Closed rei-vilo closed 3 years ago

rei-vilo commented 3 years ago

I am using the Arduino SDK and IDE.

The program compiles and links successfully, but after uploading, the Pico LED starts blinking 4 long (400 ms on, 400 ms off, 4 times) and 4 short (150 ms on, 150 ms off, 4 times) , and again.

Below a logic trace:

Capture 2021-09-03 18-02-59

Is this a kind of error message like with the Raspberry Pi B board? Where can I find the related documentation?

I first reported the issue at https://www.raspberrypi.org/forums/viewtopic.php?f=144&t=318967, as the blinking LED might have been a message from the hardware, as Inside the RP2040 is a 'permanent ROM' USB UF2 bootloader.

I solved the problem by using another port of Arduino for the RP2040 Pico at https://github.com/earlephilhower/arduino-pico

So the questions are:

Thank you!

facchinm commented 3 years ago

Hi @rei-vilo , the blinking pattern means that the RTOS has crashed; you can recover a crash dump by connecting an USB to serial port to pins 0/1 (GP0/GP1 -> UART1) . Do you have any example of large projects failing? It could be related to the different way we allocate the ram between stack and heap.

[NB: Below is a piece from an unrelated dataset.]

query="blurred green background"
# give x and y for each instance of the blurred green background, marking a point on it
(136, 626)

rei-vilo commented 3 years ago

Please find the report from GPIOs 0/1:

++ MbedOS Fault Handler ++

FaultType: HardFault

Context:
R0   : 0000002B
R1   : 10018135
R2   : 202F2F00
R3   : 2000D9DA
R4   : 00000000
R5   : 00000002
R6   : 2000CFE0
R7   : 10018135
R8   : 00000000
R9   : 00000000
R10  : 00000000
R11  : 00000000
R12  : 20000361
SP   : 2000B668
LR   : 10000E39
PC   : 10000E42
xPSR : 01000000
PSP  : 2000B648
MSP  : 2003FFC0
CPUID: 410CC601
Mode : Thread
Priv : Privileged
Stack: PSP

-- MbedOS Fault Handler --

++ MbedOS Error Info ++
Error Status: 0x80FF013D Code: 317 Module: 255
Error Message: Fault exception
Location: 0x10000E42
Error Value: 0x2000CF78
Current Thread: main Id: 0x2000D5B0 Entry: 0x1000948D StackSize: 0x8000 StackMem: 0x200036E8 SP: 0x2000B668 
For more info, visit: https://mbed.com/s/error?error=0x80FF013D&osver=61300&core=0x410CC601&comp=2&ver=110100&tgt=RASPBERRY_PI...

-- MbedOS Error Info --

The link https://armmbed.github.io/mbedos-error/?error=0x80FF013D&osver=61300&core=0x410CC601&comp=2&ver=110100&tgt=RASPBERRY_PI redirects to https://os.mbed.com/docs/mbed-os/v6.14/debug-test/analyzing-mbed-os-crash-dump.html.

The project is an example from the PDLS_EXT3_Basic, which uses some RAM for a frame-buffer, ca. 11248 bytes.

facchinm commented 3 years ago

The trace only makes sense in conjunction with the elf file you are using; take a look at https://github.com/janjongboom/mbed-os-example-fault-handler#running-the-crash-log-parser , enable verbose compilation in the IDE to discover the elf and map file location and try to run it :wink: It should at least give some insight on what is going on but I think it might be memory related indeed (if it only happens if the sketch is big as you stated)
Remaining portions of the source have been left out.